The first step in applying EVA to your business is to adjust your accounting measures. Stern Stewart has identified 160 different potential adjustments to common accounting methods to do this. Most companies generally use between five and 15. Two of the most important are ending the amortization of goodwill and changing research and development outlays from an expense item to a capital investment. Other adjustments are made according to your industry and your company.
After you modify your accounting methods, you take the figure for the net operating profit after taxes and subtract an estimated cost of capital from it. The net operating profit after taxes is basically the bottom line, with financing expenses such as interest and principal payments on loans added back in. The cost of capital varies according to economic conditions and the risk of the underlying business, but it's generally 8 to 14 percent.
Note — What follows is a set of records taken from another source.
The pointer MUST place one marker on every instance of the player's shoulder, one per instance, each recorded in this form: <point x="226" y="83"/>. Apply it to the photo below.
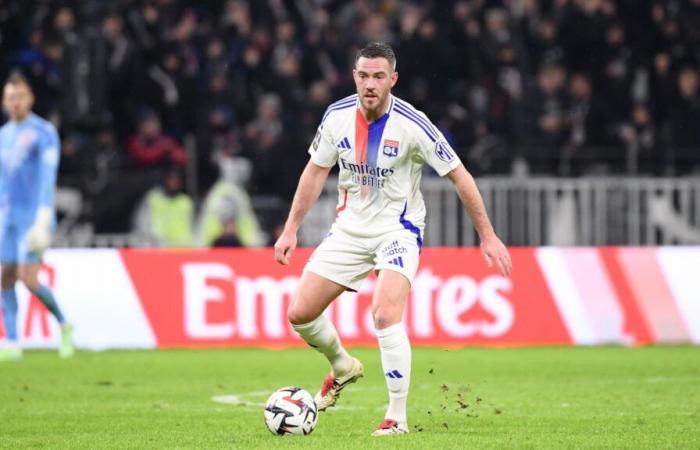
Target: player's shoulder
<point x="42" y="125"/>
<point x="413" y="119"/>
<point x="339" y="108"/>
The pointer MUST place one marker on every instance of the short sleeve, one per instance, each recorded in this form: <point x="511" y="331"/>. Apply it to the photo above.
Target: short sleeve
<point x="322" y="150"/>
<point x="49" y="146"/>
<point x="433" y="149"/>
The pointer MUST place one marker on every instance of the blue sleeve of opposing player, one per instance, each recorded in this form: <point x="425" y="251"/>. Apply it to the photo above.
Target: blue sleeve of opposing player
<point x="49" y="151"/>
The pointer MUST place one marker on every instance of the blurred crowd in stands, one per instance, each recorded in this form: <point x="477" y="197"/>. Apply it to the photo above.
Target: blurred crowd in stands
<point x="160" y="99"/>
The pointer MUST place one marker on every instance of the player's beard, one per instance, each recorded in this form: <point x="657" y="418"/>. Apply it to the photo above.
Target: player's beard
<point x="376" y="102"/>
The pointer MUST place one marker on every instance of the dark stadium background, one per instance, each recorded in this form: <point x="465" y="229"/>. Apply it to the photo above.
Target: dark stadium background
<point x="560" y="88"/>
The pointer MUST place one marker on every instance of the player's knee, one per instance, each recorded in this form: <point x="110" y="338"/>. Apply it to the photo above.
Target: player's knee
<point x="384" y="316"/>
<point x="295" y="315"/>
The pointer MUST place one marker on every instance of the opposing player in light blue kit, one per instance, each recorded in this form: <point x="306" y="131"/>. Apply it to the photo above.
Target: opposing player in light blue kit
<point x="29" y="154"/>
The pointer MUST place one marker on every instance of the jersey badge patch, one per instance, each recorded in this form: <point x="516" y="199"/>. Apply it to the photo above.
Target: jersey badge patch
<point x="391" y="148"/>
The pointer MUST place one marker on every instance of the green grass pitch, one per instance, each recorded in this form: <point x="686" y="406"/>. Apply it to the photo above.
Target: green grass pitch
<point x="538" y="398"/>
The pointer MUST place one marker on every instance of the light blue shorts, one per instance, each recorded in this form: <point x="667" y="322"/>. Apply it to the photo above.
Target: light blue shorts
<point x="13" y="246"/>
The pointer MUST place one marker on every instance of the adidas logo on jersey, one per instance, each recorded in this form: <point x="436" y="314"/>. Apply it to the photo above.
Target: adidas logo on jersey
<point x="345" y="144"/>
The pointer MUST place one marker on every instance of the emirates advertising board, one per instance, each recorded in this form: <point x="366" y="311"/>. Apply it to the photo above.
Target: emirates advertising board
<point x="238" y="297"/>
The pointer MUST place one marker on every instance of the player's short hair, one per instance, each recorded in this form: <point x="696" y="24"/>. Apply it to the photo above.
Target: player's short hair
<point x="377" y="50"/>
<point x="16" y="78"/>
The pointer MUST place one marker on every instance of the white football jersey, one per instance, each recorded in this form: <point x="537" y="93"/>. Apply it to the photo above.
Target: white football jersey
<point x="380" y="165"/>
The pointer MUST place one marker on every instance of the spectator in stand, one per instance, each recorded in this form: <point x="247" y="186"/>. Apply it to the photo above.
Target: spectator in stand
<point x="166" y="215"/>
<point x="229" y="231"/>
<point x="685" y="120"/>
<point x="542" y="120"/>
<point x="639" y="136"/>
<point x="150" y="148"/>
<point x="590" y="129"/>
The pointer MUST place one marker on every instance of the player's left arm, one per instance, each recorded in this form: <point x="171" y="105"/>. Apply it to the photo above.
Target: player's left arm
<point x="39" y="235"/>
<point x="492" y="248"/>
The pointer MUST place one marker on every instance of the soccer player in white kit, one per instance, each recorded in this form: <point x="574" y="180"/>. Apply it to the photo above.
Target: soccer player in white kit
<point x="380" y="143"/>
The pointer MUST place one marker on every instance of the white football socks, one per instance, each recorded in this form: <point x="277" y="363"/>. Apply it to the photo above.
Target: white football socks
<point x="321" y="334"/>
<point x="396" y="362"/>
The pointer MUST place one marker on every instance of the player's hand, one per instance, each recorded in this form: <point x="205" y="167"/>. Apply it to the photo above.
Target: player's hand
<point x="285" y="246"/>
<point x="494" y="251"/>
<point x="39" y="235"/>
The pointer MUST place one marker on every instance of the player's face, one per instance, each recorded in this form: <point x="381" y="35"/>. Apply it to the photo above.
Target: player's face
<point x="374" y="78"/>
<point x="17" y="100"/>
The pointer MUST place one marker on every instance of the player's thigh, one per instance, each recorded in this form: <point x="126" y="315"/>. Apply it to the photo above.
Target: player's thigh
<point x="29" y="274"/>
<point x="396" y="260"/>
<point x="312" y="296"/>
<point x="343" y="259"/>
<point x="389" y="298"/>
<point x="9" y="256"/>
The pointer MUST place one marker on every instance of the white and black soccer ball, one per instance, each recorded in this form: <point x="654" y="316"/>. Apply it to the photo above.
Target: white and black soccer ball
<point x="291" y="410"/>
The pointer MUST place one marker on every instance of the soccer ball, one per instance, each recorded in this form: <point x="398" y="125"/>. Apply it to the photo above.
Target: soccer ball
<point x="291" y="410"/>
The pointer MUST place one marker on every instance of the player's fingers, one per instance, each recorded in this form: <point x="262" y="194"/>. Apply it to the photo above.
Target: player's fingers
<point x="487" y="258"/>
<point x="501" y="267"/>
<point x="288" y="255"/>
<point x="279" y="254"/>
<point x="509" y="262"/>
<point x="505" y="264"/>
The resulting number shows how much--if any--value your company is adding through its operations. This information can help you make decisions that will build your company's value rather than deplete it.
There are three ways business owners can build value, according to Stern Stewart. The first is to increase returns on invested capital. You may, for instance, find ways to boost profit margins or increase sales without adding more capital. The second way is to invest more capital--as long as it's done so that returns exceed capital costs. For example, you might invest in new equipment, marketing campaigns or additional employees. The third way is to reduce the capital you invest by selling assets, shrinking inventory or reducing accounts receivable. Weatherhead's managers found ways to boost value by cutting costs, increasing sales and increasing throughput (raising production volume without increasing investment).
Weatherhead says that while EVA may look like a cost-reduction tool, it's just as much about boosting sales. "It tells you very clearly to look at the top line," he says. "You have to search out ways to get double-digit growth because that helps you cover the cost of your capital."